HC Deb 19 December 1991 vol 201 cc221-2W
Mr. Tom Clarke

To ask the Chancellor of the Exchequer what would be the revenue yield in(a) the first year and (b) a full year, assuming this is introduced at the beginning of 1991–92, of extending national insurance contributions to all employee taxable benefits in kind, for employees in Great Britain and Northern Ireland who earn over £8,500, distinguishing between employee and employer contributions, listing the revenue from each benefit and assuming the abolition of the national insurance upper earnings limit.

Mr.
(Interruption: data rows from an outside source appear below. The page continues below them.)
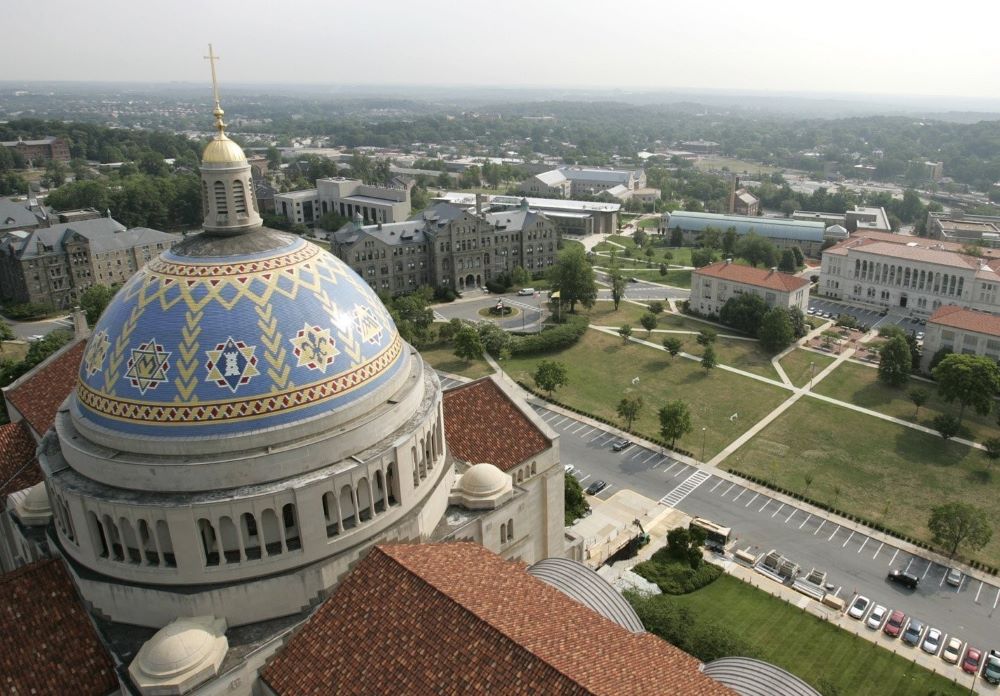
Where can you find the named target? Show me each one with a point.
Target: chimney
(80, 327)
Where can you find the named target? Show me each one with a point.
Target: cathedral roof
(225, 336)
(457, 618)
(48, 645)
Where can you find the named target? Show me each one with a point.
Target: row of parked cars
(932, 641)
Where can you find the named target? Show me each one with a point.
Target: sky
(877, 47)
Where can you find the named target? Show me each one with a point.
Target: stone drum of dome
(208, 346)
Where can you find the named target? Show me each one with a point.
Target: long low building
(715, 283)
(914, 274)
(785, 233)
(570, 217)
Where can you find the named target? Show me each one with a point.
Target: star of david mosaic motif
(367, 326)
(97, 350)
(314, 348)
(148, 365)
(231, 364)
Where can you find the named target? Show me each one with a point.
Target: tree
(919, 396)
(673, 345)
(972, 380)
(947, 425)
(959, 524)
(629, 408)
(894, 362)
(708, 359)
(468, 345)
(675, 421)
(648, 321)
(787, 262)
(93, 301)
(776, 331)
(550, 375)
(572, 277)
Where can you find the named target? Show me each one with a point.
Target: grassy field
(796, 365)
(859, 385)
(442, 357)
(829, 658)
(884, 471)
(601, 370)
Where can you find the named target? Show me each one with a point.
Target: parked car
(991, 670)
(972, 659)
(914, 630)
(952, 650)
(877, 616)
(905, 579)
(932, 641)
(859, 607)
(894, 625)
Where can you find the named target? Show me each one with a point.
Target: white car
(858, 607)
(877, 616)
(932, 641)
(952, 650)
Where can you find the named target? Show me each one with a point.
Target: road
(854, 561)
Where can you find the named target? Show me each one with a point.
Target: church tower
(228, 200)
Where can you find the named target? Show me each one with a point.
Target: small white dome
(484, 480)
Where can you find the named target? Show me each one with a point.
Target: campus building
(715, 283)
(785, 233)
(914, 274)
(959, 330)
(54, 265)
(447, 246)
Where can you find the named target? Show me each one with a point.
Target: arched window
(221, 206)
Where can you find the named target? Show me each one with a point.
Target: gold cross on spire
(217, 112)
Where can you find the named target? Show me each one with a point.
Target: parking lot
(854, 561)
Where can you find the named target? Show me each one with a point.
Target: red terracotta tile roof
(967, 320)
(38, 397)
(759, 277)
(457, 619)
(482, 424)
(48, 645)
(18, 466)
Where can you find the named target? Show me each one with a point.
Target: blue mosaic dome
(197, 345)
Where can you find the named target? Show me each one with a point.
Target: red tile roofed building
(482, 424)
(48, 645)
(455, 618)
(715, 283)
(959, 330)
(36, 397)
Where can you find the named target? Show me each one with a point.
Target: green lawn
(601, 370)
(442, 357)
(831, 659)
(875, 464)
(796, 365)
(859, 384)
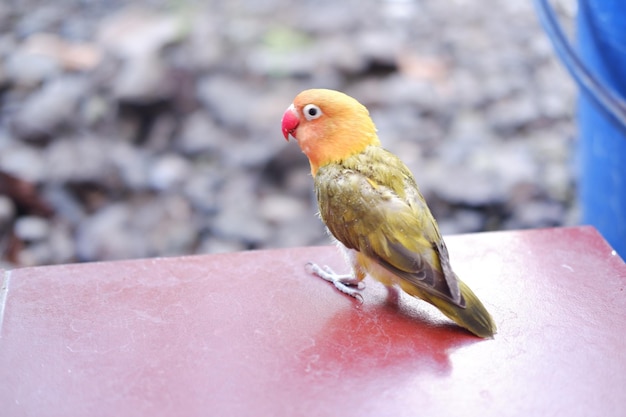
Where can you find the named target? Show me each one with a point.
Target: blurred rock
(154, 130)
(7, 212)
(168, 172)
(50, 108)
(31, 228)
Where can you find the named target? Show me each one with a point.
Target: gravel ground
(154, 129)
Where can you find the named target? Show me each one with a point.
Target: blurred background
(152, 128)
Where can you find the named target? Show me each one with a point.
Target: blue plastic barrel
(599, 66)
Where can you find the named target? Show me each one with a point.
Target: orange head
(329, 126)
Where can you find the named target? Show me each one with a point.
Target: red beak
(290, 122)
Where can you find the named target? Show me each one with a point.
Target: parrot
(370, 203)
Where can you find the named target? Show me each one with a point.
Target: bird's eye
(311, 111)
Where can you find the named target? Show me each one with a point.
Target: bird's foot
(345, 283)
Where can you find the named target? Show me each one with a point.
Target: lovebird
(370, 203)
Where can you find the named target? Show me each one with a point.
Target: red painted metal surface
(253, 334)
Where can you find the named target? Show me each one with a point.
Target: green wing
(371, 203)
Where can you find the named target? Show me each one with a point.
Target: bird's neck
(323, 149)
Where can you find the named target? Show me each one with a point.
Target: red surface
(253, 334)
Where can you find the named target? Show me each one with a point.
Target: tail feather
(474, 317)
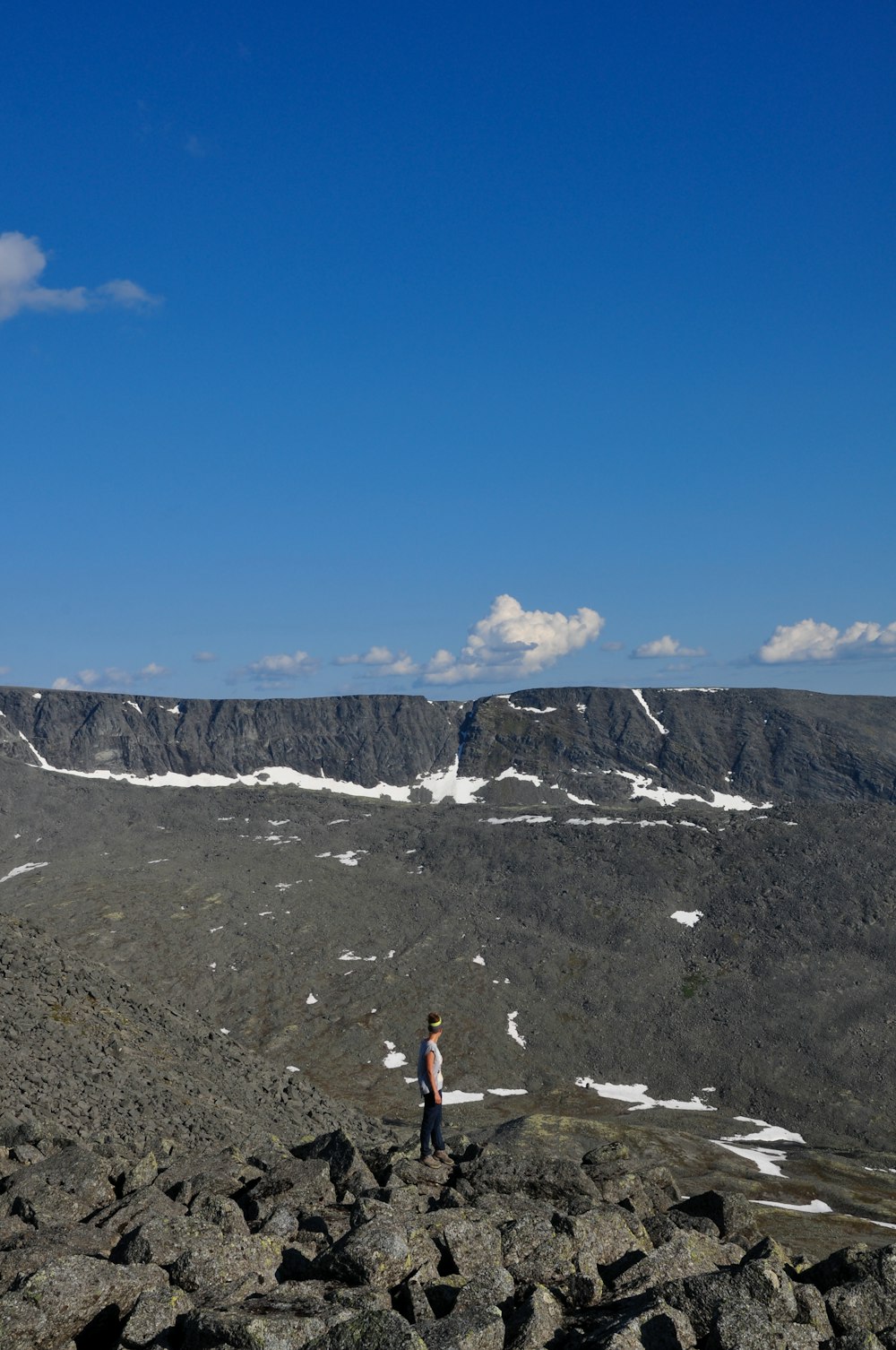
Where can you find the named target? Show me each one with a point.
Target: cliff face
(754, 743)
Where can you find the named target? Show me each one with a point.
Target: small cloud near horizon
(278, 670)
(111, 677)
(22, 264)
(811, 642)
(384, 662)
(509, 643)
(664, 645)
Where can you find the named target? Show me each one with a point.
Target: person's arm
(431, 1075)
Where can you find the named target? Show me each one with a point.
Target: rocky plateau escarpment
(757, 743)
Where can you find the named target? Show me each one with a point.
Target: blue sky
(490, 346)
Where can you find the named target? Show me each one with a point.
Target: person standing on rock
(429, 1079)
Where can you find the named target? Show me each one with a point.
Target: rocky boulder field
(220, 925)
(162, 1190)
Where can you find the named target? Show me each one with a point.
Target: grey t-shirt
(423, 1077)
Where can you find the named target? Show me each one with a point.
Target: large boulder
(250, 1328)
(466, 1328)
(685, 1254)
(370, 1331)
(861, 1306)
(347, 1168)
(375, 1253)
(155, 1318)
(73, 1299)
(535, 1322)
(301, 1184)
(64, 1189)
(645, 1325)
(535, 1251)
(556, 1181)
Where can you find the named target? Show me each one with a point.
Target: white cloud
(666, 645)
(278, 671)
(112, 677)
(513, 642)
(22, 262)
(384, 661)
(811, 642)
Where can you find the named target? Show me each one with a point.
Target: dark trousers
(431, 1128)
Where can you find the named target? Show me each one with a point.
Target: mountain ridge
(735, 743)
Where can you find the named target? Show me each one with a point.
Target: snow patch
(637, 1095)
(767, 1160)
(765, 1134)
(519, 819)
(513, 1030)
(642, 701)
(448, 784)
(18, 871)
(814, 1206)
(521, 778)
(642, 786)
Maude

The additional revenue for the United Kingdom in a full year at 1991–92 levels is shown in the table which gives the available analysis by type of benefit. The estimates are based on an employee contribution rate of 9 per cent. and an employer contribution rate of 10.4 per cent. The estimates are calculated using the taxable value of the benefits. The yield in the first year would depend upon the administrative arrangements made to collect the new charge.

Revenue yield1
Type of benefit From employees £ million from employers
Car 400 20
Car fuel 40 20
Private medical insurance 40 40
Home telephone 10 10
Beneficial loans 20 20
Other benefits 200 230
Total 710 300
1 For a full year at 1991–92 levels of income and benefit.
2 These items are already subject to employer contributions.